5/25/10

Garde manger getting good

We've started the forcemeats in full swing now.  This was one of the reasons I wanted to go to culinary school in the first place, so I'm stoked.  Last night's production: Rabbit rillette, chicken liver pate, country style pork.

Rabbit rillette: fabricate a rabbit and poach its legs, ribs, and backbone in mirepoix and spices for two hours.  (Learned last night why you should always buy rabbit from reputable sources: skinned, the rabbit body looks just like a cat's.  Meow.)  Remove rabbit parts and shred all meat from the legs.  Pitch bones and mirepoix, reduce stock.  In small ramekin, add shredded rabbit and reduced stock.  Top off ramekin with warm duck fat and refrigerate.

Chicken liver pate: (is good!  I am now a liver convert -- when properly prepared...)  Process aromatics, livers, cream, spices, brandy, other yums, and pour into a lined rectangular terrine pot.  Cook, then remove and press down on top of pate with a lined board - to maintain the precise rectangular shape.  Refrigerate.

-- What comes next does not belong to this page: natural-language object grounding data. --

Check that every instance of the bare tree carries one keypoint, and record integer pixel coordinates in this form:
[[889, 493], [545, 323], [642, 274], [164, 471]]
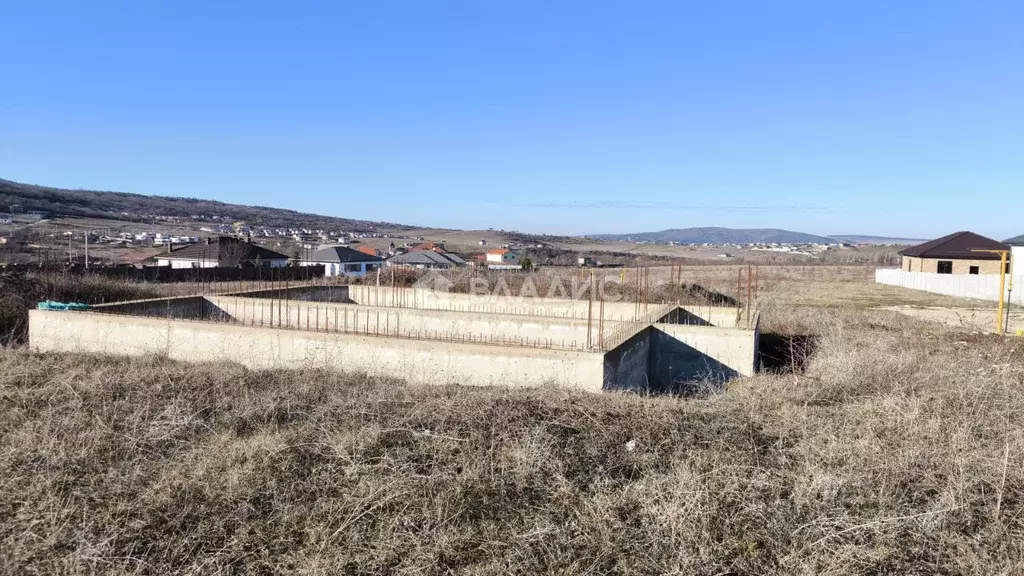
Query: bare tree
[[232, 252]]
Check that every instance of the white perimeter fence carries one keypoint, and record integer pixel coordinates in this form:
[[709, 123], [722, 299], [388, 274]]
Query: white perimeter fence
[[983, 287]]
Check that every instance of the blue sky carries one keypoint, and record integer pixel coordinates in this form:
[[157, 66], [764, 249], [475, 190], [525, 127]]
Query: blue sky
[[900, 118]]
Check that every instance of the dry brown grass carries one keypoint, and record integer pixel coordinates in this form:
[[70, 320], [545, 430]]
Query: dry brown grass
[[895, 447], [898, 451]]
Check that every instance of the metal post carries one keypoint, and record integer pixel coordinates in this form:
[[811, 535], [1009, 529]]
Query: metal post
[[748, 295], [1003, 286]]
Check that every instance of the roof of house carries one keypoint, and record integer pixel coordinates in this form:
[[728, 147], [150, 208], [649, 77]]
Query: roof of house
[[368, 250], [221, 248], [342, 254], [427, 257], [960, 245]]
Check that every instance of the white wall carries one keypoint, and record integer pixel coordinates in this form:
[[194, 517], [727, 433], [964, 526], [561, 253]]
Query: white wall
[[185, 263], [982, 287], [346, 269]]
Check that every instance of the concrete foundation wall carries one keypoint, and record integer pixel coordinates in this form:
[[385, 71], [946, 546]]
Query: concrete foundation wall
[[410, 322], [692, 353], [556, 307], [196, 307], [415, 361], [337, 293]]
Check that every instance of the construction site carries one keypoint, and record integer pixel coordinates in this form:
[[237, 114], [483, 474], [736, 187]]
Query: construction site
[[425, 336]]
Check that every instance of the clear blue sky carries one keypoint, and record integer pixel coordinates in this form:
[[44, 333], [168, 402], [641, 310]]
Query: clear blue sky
[[896, 117]]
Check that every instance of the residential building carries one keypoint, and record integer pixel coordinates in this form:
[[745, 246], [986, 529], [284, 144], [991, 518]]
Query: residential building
[[426, 259], [439, 248], [961, 252], [341, 260], [503, 256], [1017, 249], [370, 251], [221, 251]]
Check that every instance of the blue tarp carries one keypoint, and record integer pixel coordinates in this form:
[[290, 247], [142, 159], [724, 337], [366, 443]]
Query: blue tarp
[[50, 304]]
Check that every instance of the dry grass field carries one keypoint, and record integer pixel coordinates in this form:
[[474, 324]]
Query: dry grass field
[[878, 443]]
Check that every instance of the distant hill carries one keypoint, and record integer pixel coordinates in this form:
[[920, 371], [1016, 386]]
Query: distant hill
[[121, 205], [719, 236], [861, 239]]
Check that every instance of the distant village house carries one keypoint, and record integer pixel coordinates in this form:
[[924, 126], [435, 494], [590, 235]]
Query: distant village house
[[340, 260], [957, 253], [221, 251]]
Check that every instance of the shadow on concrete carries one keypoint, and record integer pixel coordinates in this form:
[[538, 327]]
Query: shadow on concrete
[[330, 293], [680, 316], [187, 307], [710, 296], [785, 353], [655, 363], [679, 369]]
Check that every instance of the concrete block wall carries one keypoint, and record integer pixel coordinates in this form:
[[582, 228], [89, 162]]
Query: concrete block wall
[[330, 293], [415, 361], [556, 307], [196, 307], [961, 266]]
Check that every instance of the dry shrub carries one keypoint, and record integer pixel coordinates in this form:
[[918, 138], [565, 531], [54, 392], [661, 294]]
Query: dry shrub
[[20, 292], [898, 451]]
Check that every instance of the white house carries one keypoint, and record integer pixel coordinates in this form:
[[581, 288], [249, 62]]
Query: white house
[[221, 251], [503, 256], [341, 260], [426, 259]]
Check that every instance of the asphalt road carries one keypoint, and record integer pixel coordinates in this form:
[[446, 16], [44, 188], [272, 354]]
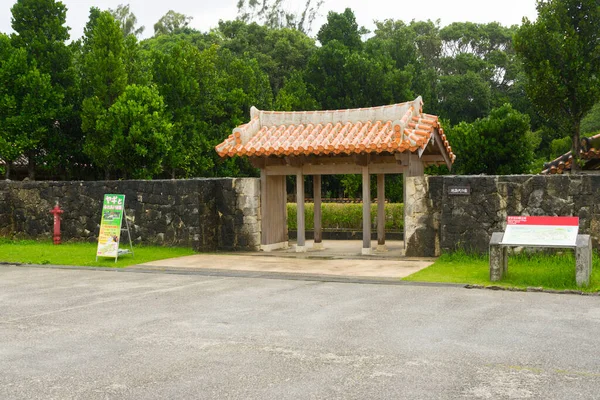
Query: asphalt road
[[102, 335]]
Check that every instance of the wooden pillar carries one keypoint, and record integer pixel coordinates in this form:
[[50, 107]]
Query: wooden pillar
[[366, 211], [318, 243], [381, 212], [300, 244], [264, 215]]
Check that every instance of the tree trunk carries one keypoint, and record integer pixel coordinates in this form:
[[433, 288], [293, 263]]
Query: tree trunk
[[576, 145], [31, 165]]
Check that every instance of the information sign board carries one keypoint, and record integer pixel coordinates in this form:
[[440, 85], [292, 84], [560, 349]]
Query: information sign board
[[541, 231], [110, 225]]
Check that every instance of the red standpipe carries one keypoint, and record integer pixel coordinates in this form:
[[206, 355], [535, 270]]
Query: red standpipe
[[56, 211]]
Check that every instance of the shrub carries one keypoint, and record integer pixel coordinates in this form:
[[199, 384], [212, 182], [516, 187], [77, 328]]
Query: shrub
[[346, 216]]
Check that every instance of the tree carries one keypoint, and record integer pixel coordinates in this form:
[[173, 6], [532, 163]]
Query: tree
[[136, 134], [27, 104], [561, 57], [105, 76], [127, 20], [294, 95], [188, 81], [272, 14], [343, 28], [40, 30], [278, 51], [499, 144], [171, 22]]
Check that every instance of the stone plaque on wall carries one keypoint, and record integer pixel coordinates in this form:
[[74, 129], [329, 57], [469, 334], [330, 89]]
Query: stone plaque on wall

Country style:  Mix pork, chopped livers, aromatics, with a panada (mix of cream, flour, eggs, brandy, spices) and develop semi-thick, slightly tacky texture.  Scoop into plastic bag and refrigerate.  (This is for tonight's production - we also made a pate dough that we'll roll out, mold into another kind of rectangular pot, and then we'll fill the dough with the country style and cook that bad boy.

The whole notion behind forcemeats is if you're a chef, and your kitchen only has, say 7 whole portions of a certain protein, and you need to stretch those 7 portions into 20 or 30 portions for a dinner service.  So you get creative, use your remaining protein along with big flavors and effective binding agents, then you have enough covers to run a special that night (rabbit pate instead of the roast rabbit you had originally intended, for instance).  And since it's fancy and requires a certain amount of labor and knowhow, you can charge a premium, possibly even more than you would have with just the roast protein.